Who by strangling and who by stoning?
Who will rest and who will wander?
Who will be safe and who will be torn?
Who will be calm and who will be tormented?
Who will become poor and who will get rich?
Who will be made humble and who will be raised up?
But teshuvah and tefillah and tzedakah (return and prayer and righteous acts)
deflect the evil of the decree.

The whole stretch from Rosh Hashanah through Yom Kippur is known as Yamim Noraim, “the days of awe”, during which time Jews think about where they stand (a Chesbhon haNefesh, or “accounting of the soul”), and try to improve themselves, their relationships with others, and their place in the world (and, by extension for those who believe things more literally, their fate in the year to come).

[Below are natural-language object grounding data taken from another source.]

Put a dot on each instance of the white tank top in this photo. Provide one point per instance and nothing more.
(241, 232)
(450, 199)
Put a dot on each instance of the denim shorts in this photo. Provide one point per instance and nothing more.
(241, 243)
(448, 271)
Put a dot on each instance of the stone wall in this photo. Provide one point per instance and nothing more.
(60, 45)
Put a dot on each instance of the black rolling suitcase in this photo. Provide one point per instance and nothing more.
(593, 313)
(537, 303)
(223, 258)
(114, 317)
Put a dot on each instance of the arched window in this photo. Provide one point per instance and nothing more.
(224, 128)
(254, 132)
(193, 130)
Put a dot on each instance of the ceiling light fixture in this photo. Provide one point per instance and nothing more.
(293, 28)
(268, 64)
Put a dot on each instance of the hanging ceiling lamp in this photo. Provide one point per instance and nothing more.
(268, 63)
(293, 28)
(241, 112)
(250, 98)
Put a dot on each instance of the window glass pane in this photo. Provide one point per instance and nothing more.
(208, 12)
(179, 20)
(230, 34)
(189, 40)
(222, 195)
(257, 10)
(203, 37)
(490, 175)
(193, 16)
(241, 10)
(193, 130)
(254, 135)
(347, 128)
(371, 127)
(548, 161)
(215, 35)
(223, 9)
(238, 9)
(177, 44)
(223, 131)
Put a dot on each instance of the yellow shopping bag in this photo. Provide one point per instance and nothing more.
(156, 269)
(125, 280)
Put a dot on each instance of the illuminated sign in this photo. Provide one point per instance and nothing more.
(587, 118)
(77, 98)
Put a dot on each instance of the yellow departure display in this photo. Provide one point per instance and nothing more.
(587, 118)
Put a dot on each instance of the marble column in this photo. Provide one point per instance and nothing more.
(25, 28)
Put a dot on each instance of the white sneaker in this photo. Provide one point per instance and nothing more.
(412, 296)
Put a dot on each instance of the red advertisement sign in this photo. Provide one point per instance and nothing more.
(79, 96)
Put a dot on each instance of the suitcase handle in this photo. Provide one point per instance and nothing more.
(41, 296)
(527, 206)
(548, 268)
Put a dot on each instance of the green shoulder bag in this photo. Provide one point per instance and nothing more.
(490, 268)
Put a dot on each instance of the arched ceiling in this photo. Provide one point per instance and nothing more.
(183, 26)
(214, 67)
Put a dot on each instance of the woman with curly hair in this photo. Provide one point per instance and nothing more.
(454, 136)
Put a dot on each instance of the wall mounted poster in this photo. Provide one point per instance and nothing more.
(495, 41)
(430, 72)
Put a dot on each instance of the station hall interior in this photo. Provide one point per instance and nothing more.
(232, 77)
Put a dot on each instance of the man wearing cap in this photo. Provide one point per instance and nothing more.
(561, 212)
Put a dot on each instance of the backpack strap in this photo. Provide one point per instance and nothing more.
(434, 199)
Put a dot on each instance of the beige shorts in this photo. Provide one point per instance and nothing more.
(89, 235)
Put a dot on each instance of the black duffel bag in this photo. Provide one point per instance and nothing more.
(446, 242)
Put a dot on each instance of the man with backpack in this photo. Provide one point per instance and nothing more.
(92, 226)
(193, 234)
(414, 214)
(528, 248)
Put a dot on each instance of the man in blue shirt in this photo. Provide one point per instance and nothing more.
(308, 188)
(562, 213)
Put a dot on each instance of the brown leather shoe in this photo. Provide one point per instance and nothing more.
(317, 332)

As I have plenty to think about from the past year, I’ve been reading far and wide, and came across this great passage from a talk by the Lubavitcher Rebbe, Rabbi Menachem Schneerson, on teshuvah, repentance, and the space between the two:

“Repentance” in Hebrew is not teshuvah but charatah. Not only are these two terms not synonymous, they are opposites.

Charatah implies remorse or a feeling of guilt about the past and an intention to behave in a completely new way in the future. The person decides to become “a new man.” But teshuvah means “returning” to the old, to one’s original nature.

Underlying the concept of teshuvah is the fact that the Jew is, in essence, good. Desires or temptations may deflect him temporarily from being himself, being true to his essence.

But the bad that he does is not part of, nor does it affect, his real nature. Teshuvah is a return to the self.

While repentance involves dismissing the past and starting anew, teshuvah means going back to one’s roots in G-d and exposing them as one’s true character.

For this reason, while the righteous have no need to repent, and the wicked may be unable to, both may do teshuvah.

The righteous, though they have never sinned, have constantly to strive to return to their innermost. And the wicked, however distant they are from G-d, can always return, for teshuvah does not involve creating anything new, only rediscovering the good that was always within them.

To all my readers, Jewish and not, best wishes for a shana tova umetukah, “a good and sweet year.” Ketiva ve-chatima tovah, “may you be written and sealed for a good year,” indeed.